2. Calculate the average number of comments ask posts receive by hour created.

In [16]:
import datetime as dt

result_list= list() #list of list

for row in ask_posts:
    result= list()
    created_at= row[6]
    result.append(created_at)
    no_comment= int(row[4])
    result.append(no_comment)
    result_list.append(result)
    
counts_by_hour= dict()
comments_by_hour= dict()

for row in result_list:
    date= row[0]
    dateObj= dt.datetime.strptime(date,"%m/%d/%Y %H:%M") 
    hour= dateObj.strftime("%H")
    if hour not in counts_by_hour:
        counts_by_hour[hour] =1
        comments_by_hour[hour] =no_comment
    else:
        counts_by_hour[hour] += 1
        comments_by_hour[hour] += no_comment
         
print(counts_by_hour)
print(comments_by_hour)

{'09': 45, '13': 85, '10': 59, '14': 107, '16': 108, '23': 68, '12': 73, '17': 100, '15': 116, '21': 109, '20': 80, '02': 58, '18': 109, '03': 54, '05': 46, '19': 110, '01': 60, '22': 71, '08': 48, '04': 47, '00': 55, '06': 44, '07': 34, '11': 58}
{'09': 90, '13': 170, '10': 118, '14': 214, '16': 216, '23': 136, '12': 146, '17': 200, '15': 232, '21': 218, '20': 160, '02': 116, '18': 218, '03': 108, '05': 92, '19': 220, '01': 120, '22': 142, '08': 96, '04': 94, '00': 110, '06': 88, '07': 68, '11': 116}


#### Calculating the Average Number of Comments for Ask HN Posts by Hour

In [17]:
 len(comments_by_hour)

24

In [12]:
avg_by_hour= list()

for hour in comments_by_hour:      
    avg_by_hour.append([hour, float(comments_by_hour[hour]/
                        len(comments_by_hour))])
avg_by_hour[:3]

[['09', 3.75], ['13', 7.083333333333333], ['10', 4.916666666666667]]
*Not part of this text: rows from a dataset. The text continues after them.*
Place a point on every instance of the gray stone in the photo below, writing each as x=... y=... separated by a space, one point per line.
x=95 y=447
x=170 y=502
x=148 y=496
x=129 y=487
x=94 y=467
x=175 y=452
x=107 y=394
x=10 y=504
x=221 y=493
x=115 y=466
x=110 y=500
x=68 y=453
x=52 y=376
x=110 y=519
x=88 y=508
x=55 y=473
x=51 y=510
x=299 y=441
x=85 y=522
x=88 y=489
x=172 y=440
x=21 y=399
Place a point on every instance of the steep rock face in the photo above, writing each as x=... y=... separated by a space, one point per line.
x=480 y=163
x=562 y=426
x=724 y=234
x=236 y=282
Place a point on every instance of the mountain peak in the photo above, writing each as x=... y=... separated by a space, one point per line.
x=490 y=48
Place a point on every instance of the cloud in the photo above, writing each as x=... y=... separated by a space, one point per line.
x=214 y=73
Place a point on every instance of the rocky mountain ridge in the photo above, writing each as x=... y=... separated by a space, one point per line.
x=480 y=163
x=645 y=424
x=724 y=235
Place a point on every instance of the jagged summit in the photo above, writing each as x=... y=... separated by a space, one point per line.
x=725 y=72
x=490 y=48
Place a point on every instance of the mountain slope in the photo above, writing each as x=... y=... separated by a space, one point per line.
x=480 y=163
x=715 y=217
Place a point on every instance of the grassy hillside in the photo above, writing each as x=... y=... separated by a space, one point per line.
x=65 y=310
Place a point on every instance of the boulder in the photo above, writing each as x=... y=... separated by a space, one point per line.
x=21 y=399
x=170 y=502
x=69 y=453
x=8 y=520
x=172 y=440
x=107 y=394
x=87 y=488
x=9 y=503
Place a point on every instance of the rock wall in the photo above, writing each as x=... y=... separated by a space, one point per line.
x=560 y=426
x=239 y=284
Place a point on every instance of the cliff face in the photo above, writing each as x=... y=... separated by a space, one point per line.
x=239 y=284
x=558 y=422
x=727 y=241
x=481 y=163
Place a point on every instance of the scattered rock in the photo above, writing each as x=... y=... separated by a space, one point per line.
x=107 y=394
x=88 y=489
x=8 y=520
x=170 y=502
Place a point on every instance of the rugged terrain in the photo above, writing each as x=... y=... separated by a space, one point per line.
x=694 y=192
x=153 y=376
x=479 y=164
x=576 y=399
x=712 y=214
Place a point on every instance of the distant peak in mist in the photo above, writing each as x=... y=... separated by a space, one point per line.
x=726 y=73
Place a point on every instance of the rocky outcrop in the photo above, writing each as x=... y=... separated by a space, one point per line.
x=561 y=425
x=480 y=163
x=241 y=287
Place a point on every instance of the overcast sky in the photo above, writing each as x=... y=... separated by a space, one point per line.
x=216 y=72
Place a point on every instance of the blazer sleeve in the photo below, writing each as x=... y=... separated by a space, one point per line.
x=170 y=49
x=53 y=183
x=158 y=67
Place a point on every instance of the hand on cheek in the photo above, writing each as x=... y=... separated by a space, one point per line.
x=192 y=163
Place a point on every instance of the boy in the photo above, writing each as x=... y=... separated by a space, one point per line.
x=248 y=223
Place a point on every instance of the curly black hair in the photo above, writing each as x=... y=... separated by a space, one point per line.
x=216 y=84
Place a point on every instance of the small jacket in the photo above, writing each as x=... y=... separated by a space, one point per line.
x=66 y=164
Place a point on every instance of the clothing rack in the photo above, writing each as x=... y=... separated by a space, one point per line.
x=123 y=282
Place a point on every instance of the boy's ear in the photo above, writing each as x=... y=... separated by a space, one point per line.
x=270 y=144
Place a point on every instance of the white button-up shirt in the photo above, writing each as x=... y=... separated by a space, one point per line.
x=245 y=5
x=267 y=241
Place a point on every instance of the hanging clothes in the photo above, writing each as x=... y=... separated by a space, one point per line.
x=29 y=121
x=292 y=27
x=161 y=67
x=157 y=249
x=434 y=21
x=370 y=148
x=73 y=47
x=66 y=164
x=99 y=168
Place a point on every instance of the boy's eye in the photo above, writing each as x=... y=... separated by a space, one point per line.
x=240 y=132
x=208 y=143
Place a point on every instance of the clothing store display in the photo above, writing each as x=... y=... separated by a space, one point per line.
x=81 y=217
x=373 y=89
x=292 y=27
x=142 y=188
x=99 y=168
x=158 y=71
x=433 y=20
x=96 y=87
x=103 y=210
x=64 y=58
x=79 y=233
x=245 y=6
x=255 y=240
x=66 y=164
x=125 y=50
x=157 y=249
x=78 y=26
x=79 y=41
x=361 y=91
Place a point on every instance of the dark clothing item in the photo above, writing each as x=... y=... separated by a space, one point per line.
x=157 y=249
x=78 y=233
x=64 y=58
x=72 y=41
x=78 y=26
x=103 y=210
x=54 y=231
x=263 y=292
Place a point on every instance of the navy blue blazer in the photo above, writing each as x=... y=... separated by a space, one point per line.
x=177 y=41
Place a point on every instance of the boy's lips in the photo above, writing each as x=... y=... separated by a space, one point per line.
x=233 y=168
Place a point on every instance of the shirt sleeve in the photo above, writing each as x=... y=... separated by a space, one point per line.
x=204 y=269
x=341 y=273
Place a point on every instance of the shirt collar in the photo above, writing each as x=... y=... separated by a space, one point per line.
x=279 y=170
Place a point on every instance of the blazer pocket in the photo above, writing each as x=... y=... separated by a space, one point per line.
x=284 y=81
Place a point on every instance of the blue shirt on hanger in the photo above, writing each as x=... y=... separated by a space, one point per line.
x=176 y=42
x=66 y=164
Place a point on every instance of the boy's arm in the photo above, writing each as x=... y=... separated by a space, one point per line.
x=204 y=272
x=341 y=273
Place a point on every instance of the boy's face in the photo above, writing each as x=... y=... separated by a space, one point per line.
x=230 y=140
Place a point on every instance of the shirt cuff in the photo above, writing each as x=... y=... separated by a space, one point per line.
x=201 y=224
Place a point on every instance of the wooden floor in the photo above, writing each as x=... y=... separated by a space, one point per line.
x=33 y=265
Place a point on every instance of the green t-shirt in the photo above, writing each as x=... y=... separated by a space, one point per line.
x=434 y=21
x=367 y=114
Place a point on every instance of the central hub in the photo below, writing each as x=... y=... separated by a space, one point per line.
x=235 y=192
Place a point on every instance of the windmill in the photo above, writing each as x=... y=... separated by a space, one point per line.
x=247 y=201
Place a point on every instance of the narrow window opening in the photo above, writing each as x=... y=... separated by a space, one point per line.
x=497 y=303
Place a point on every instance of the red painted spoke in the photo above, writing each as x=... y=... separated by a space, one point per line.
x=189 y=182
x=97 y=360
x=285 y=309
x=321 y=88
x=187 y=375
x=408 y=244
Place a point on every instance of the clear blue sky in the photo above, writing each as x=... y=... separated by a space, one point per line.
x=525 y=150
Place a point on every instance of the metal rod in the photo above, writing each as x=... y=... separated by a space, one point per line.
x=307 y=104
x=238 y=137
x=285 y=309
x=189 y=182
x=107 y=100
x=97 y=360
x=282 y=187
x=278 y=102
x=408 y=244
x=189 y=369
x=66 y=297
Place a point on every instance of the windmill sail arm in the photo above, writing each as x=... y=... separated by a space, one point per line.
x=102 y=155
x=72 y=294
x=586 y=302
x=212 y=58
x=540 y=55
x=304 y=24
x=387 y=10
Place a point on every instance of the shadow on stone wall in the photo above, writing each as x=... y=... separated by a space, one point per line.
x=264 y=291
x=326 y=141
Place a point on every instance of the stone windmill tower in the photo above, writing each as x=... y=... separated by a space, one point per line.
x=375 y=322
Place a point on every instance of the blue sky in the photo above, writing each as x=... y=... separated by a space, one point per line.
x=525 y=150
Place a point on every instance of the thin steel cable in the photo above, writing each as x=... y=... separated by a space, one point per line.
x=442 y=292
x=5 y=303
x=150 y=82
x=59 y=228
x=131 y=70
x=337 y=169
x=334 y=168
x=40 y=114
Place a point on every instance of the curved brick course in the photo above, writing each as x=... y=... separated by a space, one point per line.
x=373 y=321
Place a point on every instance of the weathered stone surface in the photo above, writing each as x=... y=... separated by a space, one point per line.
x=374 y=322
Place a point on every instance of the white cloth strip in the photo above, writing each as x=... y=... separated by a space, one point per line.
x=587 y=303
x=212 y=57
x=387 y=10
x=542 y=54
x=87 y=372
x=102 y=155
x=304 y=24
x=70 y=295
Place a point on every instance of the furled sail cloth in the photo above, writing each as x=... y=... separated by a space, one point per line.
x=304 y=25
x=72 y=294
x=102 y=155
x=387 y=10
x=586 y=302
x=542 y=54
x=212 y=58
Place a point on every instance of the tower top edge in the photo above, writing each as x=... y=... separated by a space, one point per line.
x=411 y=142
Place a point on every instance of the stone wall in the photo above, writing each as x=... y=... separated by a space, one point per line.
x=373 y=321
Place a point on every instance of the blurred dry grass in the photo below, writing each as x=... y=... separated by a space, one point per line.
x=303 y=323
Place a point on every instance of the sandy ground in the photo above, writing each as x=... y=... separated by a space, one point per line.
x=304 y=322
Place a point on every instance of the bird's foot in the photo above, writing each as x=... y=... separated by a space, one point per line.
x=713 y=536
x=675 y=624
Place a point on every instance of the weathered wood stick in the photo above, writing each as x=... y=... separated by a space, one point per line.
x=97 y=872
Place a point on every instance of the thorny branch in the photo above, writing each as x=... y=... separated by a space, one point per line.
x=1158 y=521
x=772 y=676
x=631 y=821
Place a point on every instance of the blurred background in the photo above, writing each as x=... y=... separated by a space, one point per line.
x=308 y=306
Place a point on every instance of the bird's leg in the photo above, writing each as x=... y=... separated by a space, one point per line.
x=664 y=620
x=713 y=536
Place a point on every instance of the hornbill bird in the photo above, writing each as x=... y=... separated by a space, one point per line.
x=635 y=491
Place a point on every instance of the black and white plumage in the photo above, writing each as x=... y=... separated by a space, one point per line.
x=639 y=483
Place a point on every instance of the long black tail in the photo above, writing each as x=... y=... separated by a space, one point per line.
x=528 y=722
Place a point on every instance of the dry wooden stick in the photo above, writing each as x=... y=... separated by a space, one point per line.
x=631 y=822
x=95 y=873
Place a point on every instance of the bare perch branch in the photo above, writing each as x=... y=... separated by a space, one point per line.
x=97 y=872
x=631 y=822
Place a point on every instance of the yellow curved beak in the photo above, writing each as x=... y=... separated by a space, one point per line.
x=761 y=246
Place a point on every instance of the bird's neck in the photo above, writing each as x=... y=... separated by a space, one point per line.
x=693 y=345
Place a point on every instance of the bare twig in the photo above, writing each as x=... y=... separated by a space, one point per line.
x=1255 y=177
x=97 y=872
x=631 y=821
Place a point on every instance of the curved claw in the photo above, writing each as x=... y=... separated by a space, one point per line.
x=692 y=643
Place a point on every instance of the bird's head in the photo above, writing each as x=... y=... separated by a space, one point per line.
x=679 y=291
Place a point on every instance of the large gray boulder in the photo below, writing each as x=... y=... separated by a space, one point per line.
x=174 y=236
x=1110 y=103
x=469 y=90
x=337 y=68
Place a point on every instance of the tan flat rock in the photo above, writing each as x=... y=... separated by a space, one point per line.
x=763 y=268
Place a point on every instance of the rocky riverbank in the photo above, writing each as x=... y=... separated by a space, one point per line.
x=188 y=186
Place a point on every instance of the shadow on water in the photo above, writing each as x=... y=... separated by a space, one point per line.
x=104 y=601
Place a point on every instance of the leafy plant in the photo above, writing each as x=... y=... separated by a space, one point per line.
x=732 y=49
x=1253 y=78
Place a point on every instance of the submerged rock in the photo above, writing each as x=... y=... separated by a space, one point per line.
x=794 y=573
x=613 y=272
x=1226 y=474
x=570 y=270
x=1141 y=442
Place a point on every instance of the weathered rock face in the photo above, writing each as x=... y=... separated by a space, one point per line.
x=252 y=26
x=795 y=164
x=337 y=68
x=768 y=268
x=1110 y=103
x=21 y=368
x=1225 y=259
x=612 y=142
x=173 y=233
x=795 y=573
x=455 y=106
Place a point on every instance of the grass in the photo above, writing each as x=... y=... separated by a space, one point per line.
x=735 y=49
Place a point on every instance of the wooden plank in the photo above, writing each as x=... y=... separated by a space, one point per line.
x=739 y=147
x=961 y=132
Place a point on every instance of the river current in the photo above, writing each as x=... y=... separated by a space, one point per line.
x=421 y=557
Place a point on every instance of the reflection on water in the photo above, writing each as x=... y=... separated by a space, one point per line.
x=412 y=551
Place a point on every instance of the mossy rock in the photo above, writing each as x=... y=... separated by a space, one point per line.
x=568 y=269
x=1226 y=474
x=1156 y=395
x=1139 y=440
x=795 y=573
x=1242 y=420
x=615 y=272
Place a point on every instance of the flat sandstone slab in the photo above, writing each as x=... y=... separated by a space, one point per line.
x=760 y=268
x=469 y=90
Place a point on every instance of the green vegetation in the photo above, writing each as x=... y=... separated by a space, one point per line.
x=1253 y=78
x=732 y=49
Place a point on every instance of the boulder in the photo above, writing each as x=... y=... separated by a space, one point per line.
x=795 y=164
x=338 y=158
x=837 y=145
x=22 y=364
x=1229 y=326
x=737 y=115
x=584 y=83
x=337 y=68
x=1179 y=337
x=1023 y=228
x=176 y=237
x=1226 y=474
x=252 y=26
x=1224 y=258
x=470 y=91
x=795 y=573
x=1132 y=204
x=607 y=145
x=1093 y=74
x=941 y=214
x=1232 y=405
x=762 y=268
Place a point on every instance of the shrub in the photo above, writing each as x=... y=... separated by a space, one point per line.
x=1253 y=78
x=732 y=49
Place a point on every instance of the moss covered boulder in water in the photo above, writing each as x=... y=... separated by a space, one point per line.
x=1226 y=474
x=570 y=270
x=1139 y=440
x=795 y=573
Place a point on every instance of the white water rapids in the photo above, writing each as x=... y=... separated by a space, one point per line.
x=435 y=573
#### Sorting and Printing Values from a List of Lists

In [18]:
swap_avg_by_hour= list()

for row in avg_by_hour:
    swap_avg_by_hour.append([row[1],row[0]])
    
print(swap_avg_by_hour[:5])

[[3.75, '09'], [7.083333333333333, '13'], [4.916666666666667, '10'], [8.916666666666666, '14'], [9.0, '16']]


In [19]:
sorted_swap= sorted(swap_avg_by_hour,reverse= True)
print('Top 5 Hours for Ask Posts Comments: ',sorted_swap[:5])

Top 5 Hours for Ask Posts Comments:  [[9.666666666666666, '15'], [9.166666666666666, '19'], [9.083333333333334, '21'], [9.083333333333334, '18'], [9.0, '16']]


In [22]:
for row in sorted_swap[:5]:
    hour=row[1]
    hour= dt.datetime.strptime(hour,"%H")
    hour=hour.strftime("%I:%M")
    avg=row[0]
    print("{h}: hour has {a:.2f} average comments per post".format(h=hour ,a= avg))    
    

03:00: hour has 9.67 average comments per post
07:00: hour has 9.17 average comments per post
09:00: hour has 9.08 average comments per post
06:00: hour has 9.08 average comments per post
04:00: hour has 9.00 average comments per post


#### As per my findings we should create post during 03:00 pm to receive the highest number of comments.